Once your machine is online and the modem is connected to your box,
open browser and put 192.168.1.1, it will ask for username and password, both should be admin.
Then configure a PPPoE connection with username and password in the WAN interfaces section.
The VPI/VCI value should be 0/32.
Delete all other connections except the one your configured. Enable NAT on the connection and disable Firewall and QoS.
That's all, you should be connected using a DHCP configuration for your linux box.
The advantage of this setup is that, it is platform independent and you can share your connection by just plugging in a 8 port (minimum, higher ones available) switch.


----------



## azaad_shri75 (Jun 17, 2010)

thanks for your inputs, at least some one understands my plight, if I use always online connection , would it not consume bandwidth doing some back ground update without my knowledge?


----------



## nileshgr (Jun 17, 2010)

It usually doesn't consume bandwidth except for a few bytes used for authenticating the connection, and also it is possible to configure the router so that it will connect if and only if your comp sends a packet.


----------



## azaad_shri75 (Jun 17, 2010)

The Unknown said:


> It usually doesn't consume bandwidth except for a few bytes used for authenticating the connection, and also it is possible to configure the router so that it will connect if and only if your comp sends a packet.

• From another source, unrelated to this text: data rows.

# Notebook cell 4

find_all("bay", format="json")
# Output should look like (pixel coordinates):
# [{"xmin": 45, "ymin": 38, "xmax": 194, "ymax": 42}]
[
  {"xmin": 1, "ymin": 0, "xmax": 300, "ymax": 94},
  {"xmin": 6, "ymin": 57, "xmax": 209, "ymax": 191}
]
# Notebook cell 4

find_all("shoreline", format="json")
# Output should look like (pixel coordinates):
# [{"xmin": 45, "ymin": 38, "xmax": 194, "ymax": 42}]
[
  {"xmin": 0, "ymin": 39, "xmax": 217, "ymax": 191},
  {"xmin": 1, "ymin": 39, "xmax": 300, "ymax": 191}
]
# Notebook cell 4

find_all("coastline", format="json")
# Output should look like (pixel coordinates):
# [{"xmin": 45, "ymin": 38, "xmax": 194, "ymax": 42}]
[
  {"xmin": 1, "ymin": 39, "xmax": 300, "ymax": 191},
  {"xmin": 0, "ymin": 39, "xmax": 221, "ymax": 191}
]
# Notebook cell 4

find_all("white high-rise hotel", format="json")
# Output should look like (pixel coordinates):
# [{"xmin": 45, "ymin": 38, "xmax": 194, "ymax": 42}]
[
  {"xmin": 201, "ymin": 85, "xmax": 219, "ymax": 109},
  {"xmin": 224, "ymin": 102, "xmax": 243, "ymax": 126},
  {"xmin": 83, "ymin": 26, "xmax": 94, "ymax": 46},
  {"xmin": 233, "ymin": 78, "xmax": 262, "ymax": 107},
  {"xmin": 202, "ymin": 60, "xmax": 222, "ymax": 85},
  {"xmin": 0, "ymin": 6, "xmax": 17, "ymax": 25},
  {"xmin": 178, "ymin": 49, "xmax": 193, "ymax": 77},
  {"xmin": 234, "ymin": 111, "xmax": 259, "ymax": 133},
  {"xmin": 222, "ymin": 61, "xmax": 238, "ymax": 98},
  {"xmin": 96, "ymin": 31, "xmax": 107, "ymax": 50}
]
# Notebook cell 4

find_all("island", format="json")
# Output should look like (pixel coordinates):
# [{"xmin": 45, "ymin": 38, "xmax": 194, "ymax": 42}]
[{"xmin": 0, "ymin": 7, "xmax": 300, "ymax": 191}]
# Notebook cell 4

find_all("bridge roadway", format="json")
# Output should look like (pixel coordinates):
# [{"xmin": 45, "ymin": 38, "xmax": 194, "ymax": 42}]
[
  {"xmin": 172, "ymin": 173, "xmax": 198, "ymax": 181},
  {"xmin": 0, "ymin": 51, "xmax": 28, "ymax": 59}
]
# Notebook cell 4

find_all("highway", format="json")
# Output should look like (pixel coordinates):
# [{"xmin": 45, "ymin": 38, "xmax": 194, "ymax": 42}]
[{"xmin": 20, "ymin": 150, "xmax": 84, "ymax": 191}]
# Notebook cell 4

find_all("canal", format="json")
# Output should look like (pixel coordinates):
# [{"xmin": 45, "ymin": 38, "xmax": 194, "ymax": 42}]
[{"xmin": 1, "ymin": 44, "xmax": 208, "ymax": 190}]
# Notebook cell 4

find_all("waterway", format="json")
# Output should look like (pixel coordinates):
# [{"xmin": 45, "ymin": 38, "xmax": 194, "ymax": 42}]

followed your instruction - however it did not succeed , and the modem would not connect in windows also shut down the modem for some time - now its working-------???????? noob me.........

when I had static connection some 5 yrs back it was easy for me ........lol


----------



## nileshgr (Jun 17, 2010)

azaad_shri75 said:


> followed your instruction - however it did not succeed , and the modem would not connect in windows also shut down the modem for some time - now its working-------???????? noob me.........
> 
> when I had static connection some 5 yrs back it was easy for me ........lol


Oops, I forgot to mention that you need to reboot your router after setting it up


----------



## Rahim (Jun 18, 2010)

^shouldnt it be 0/35?


----------



## ico (Jun 18, 2010)

The Unknown said:


> The VPI/VCI value should be 0/32.


VPI and VCI for BSNL Broadband should be 0 and 35 respectively.

*@OP:* Try again.


----------



## azaad_shri75 (Jun 18, 2010)

^ yeah thanks would try.......


----------



## nileshgr (Jun 18, 2010)

ico said:


> VPI and VCI for BSNL Broadband should be 0 and 35 respectively.
> 
> *@OP:* Try again.


hmm, but I instructed one of my friends for the same configuration and 0/35 did not work for him; 0/32 did. So I posted 0/32 in the same memory.


----------



## gopi_vbboy (Jun 18, 2010)

if u want always on connection

first set some static address like 192.168.1.10 for ur LAN

open brwsr...enter 192.168.1.1

in case it doesnt open a userna,e/pass windows reboot modem using needle  at back of a hole in it for reset like cdrom u have a provision for  ejecting


admin:admin

goto wan settings

click ppp
set ur username/passw of bsnl

alwayon
apply
no for reboot

goto
dhcp
set enable
then yes for reboot


now while rebooting 
after 2-3 min
goto ur lan property
set automatically obtain ip instead of static


njoy!

---------- Post added at 10:02 PM ---------- Previous post was at 10:02 PM ----------

@unknown
0/35 working

try reseting modem


----------



## nileshgr (Jun 18, 2010)

gopi_vbboy said:


> if u want always on connection
> 
> first set some static address like 192.168.1.10 for ur LAN
> 
> ...


I don't use BSNL.


----------



## ico (Jun 19, 2010)

The Unknown said:


> hmm, but I instructed one of my friends for the same configuration and 0/35 did not work for him; 0/32 did. So I posted 0/32 in the same memory.


Depends on your ISP.

VPI/VCI - 0/32 is for MTNL Broadband.  And for Airtel it's 1/32.


----------



## nileshgr (Jun 19, 2010)

ico said:


> Depends on your ISP.
> 
> VPI/VCI - 0/32 is for MTNL Broadband.  And for Airtel it's 1/32.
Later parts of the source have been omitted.